Tybalt picked up the tray.
“You can’t be serious,” I said.
“Oh, but I am. If I can convince you to eat every one of these, I will go to my grave a happy man.”
I blinked. “No.”
“Not in the near future, little fish. But someday, when all my lives are spent, I can still count myself a fortunate man, for I will have spent the greatest number of them with you.” He kissed my temple as he walked by me to the door.
I sighed. “You have got to stop defusing every conversation you don’t want to have by talking like something out of a Regency romance.”
Tybalt opened his mouth, like he was going to say something. Then he stopped, ducked his head, and said, “I’m sorry. I don’t know what else to do. I don’t know how else to be. I am . . . I’m frightened, October. I’m trying to find my way out of the darkness I’ve been cast into, and levity seems a safe enough shield. I would not cause you harm if I had any choice.”

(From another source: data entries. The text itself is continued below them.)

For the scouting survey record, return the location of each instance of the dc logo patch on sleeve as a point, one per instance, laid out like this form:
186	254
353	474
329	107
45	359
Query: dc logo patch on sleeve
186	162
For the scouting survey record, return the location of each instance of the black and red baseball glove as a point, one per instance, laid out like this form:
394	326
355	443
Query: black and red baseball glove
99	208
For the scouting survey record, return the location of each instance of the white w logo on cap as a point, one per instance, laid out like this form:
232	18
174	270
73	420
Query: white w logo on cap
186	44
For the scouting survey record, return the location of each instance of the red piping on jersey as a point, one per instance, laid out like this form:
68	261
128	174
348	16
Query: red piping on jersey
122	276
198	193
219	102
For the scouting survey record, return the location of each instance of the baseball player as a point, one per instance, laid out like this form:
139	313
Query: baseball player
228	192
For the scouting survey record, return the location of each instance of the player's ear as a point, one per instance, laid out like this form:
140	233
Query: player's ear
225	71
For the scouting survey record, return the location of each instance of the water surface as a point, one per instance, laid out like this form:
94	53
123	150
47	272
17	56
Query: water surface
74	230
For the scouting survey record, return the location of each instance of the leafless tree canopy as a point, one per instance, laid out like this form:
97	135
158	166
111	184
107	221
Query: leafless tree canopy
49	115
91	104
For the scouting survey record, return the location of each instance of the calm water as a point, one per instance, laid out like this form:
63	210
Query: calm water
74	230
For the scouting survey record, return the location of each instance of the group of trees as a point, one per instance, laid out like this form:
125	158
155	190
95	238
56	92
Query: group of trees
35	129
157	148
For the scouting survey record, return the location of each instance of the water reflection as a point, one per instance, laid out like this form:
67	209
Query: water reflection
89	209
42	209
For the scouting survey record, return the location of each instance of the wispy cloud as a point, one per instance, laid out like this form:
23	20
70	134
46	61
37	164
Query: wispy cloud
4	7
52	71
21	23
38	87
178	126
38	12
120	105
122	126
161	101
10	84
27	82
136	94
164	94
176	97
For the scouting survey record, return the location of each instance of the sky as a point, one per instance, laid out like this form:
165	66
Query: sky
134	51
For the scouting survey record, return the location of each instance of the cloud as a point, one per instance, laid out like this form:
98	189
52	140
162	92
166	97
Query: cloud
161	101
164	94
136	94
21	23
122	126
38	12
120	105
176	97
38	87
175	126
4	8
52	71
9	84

It should have been funny, him standing there with a tray of sandwiches, apologizing to me. It wasn’t. I shook my head as I looked at him. “You’re not hurting me, and you’re not going to hurt me by needing help, okay? I didn’t agree to marry you because I wanted everything to be moonlight and roses forever. I can’t even manage that on my own, much less with another person. I love you. I want to help you. The only way you’re going to hurt me is by refusing to let me at least try.”
He took a deep, shaky breath, holding it for a moment before he let it out and said, “Then let us hurry out, so that we may return home, together, and begin.”
“Sounds good to me,” I said. We left the kitchen, and I had hope. Maeve help me, I had hope.